謝罪の手紙と宝石とドレスが届けられた時、お母様は目を丸くしていた。これでどれくらいの麦が買えるのかしら、と宝石を見るお母様に、すごい量が買えるのではないでしょうか、と言ってから、手紙の封を開いた。そこには真摯な謝罪と明日、婚約式のドレスを一緒に作ろうと言うお誘い、そして夕食を明日は一緒に摂りたいという内容が書かれてあった。婚約式なんてシェーヌにはない。前から思っていたけれどなんなんだろう。訊けずにここまで来てしまったけれど、もうこのまま婚約式と名のつくおそらくお披露目会まで突っ走ってしまおう。


「お母様」

「ドレスもすごいわねえ」


お母様が箱から出されたドレスを見てまた目を丸くしている。お母様のことがあってからすぐにこれを用意したとしてもなかなか大変だったのではないだろうか。
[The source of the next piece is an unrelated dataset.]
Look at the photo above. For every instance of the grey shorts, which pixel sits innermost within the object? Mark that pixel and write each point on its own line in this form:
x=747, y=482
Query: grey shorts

公務もあるだろうに、と思ってから夕食を断ったのは悪いことをした気分になった。お母様が危険な目に遭ったのは事実だけれど、無事についているのだし護衛もついていたし、気にしすぎだったのかもしれない。なんとなく、申し訳ない気持ちになりながら自分の首元を触る。明日は贈られたダイヤのネックレスをつけよう。


「お母様、アルザーク様から謝罪が」

「あら」


手紙を受け取ったお母様がそれに目を通す。すると、お母様が読んでいる最中にふ、と微笑んだ。


「真摯に謝罪をするのに、婚約式を執り行わないとはならないのね」

「本当ですね」


思わずお母様と目を見合わせて笑ってしまう。これから断ることだってあるかもしれないのに、まるでそれは許さないというような文面だ。もしかすると断られる可能性を考えていないのかもしれない。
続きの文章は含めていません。